Canadese tanks in centrum Voorthuizen, ter hoogte van de Kerkstraat
Operation Cleanser
De IJssel en de Neder-Rijn vormen de verdedigingslinie voor de Duitse eenheden die het westen van Nederland bezetten. Als op 14 april de 1ste Canadese infanteriedivisie de buitenwijken van Apeldoorn nadert en de 49ste divisie Arnhem verovert, wordt Operatie Cleanser afgekondigd.
Operatie Cleanser betekent de aanval richting het IJsselmeer. De operatie bestaat uit vijf fases:
Fase 1: De verovering van de hoger gelegen gebieden bij Terlet;
Fase 2: De verovering van Otterlo;
Fase 3: De verovering van Barneveld;
Fase 4: Het afsnijden van de weg Terschuur – Voorthuizen ten westen van Voorthuizen;
Fase 5: De verovering van Nijkerk en het bereiken van het IJsselmeer.
Het hoofddoel van de operatie is het afsnijden van de Duitse legereenheden ten westen van de rivier de IJssel die zich willen hergroeperen achter de Grebbelinie. Tijdens de gehele operatie hebben de Duitsers nooit door gehad dat het de 5de Canadese tankdivisie is die hun zuidelijke flank aanvalt. Als de Canadezen eenmaal de rivieren zijn overgestoken, hebben de Duitse troepen drie mogelijke vluchtwegen om zich achter de Grebbelinie terug te trekken:
1: een noordelijke route via het IJsselmeer en dan per boot naar Amsterdam;
2: een centrale route van Apeldoorn naar Amersfoort langs Voorthuizen (dat op een knooppunt van wegen ligt);
3: een zuidelijke route via Otterlo en Ede. De inschatting is dat zo’n 20.000 tot 30.000 vijandelijke manschappen zich in het gebied bevinden. De gehele operatie moet worden voltooid in vier dagen en gaat van start op zaterdag 14 april om 15.00 uur.
Vertrekpunt voor de British Columbia Dragoons, het B-Squadron met Leo, is Arnhem, Valkenhuizen. Tijdens fase 1 moet Leo’s B-Squadron het hoger gelegen gebied ten westen van Terlet veroveren. Als het doel is bereikt zal het B-Squadron in reserve worden gehouden voor fase 2.

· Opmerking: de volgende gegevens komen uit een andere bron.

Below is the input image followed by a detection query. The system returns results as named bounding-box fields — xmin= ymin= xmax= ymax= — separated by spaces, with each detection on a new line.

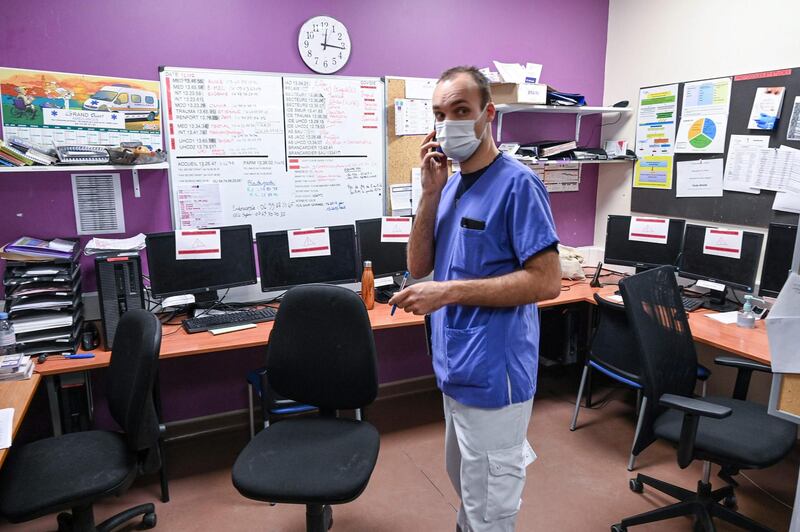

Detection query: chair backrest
xmin=590 ymin=294 xmax=641 ymax=377
xmin=267 ymin=284 xmax=378 ymax=411
xmin=106 ymin=309 xmax=161 ymax=451
xmin=425 ymin=314 xmax=433 ymax=357
xmin=619 ymin=266 xmax=697 ymax=454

Om 06.30 uur op zondag 15 april start Operatie Cleanser voor het B-Squadron. Volgens order wordt de opmars richting Terlet gestart. De aanval begint door dicht beboste zandheuvels voordat open terrein wordt bereikt. Om 08.45 uur bereikt het B-Squadron zijn doel en wordt om 10.00 uur afgelost. Het B-Squadron trekt zich terug bij Terlet. Om 18.00 uur verplaatst het B-Squadron zich naar Deelen om de 8th New Brunswick Hussars af te lossen. Om 22.00 uur ontvangen de British Columbia Dragoons orders om zich voor te bereiden op de aanval noordwaarts richting Voorthuizen om daar de rijksweg af te snijden.

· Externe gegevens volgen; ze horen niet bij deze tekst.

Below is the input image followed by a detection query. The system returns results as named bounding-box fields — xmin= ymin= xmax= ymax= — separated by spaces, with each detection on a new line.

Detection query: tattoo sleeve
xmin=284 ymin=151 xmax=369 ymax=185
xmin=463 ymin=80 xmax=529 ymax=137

Om 01.30 uur op maandag 16 april 1945 wordt een warme maaltijd uitgedeeld. Ontbijt wordt uitgedeeld om 05.00 uur. Orders luiden: als Barneveld is veroverd door de Lord Strathcona’s Horse is het de taak van de British Columbia Dragoons om door te stoten naar Voorthuizen. In Voorthuizen zijn de 361e Volks Grenadier Division en de 6e Fallschirm- jäger Division, één van de laatste elitetroepen, gelegerd.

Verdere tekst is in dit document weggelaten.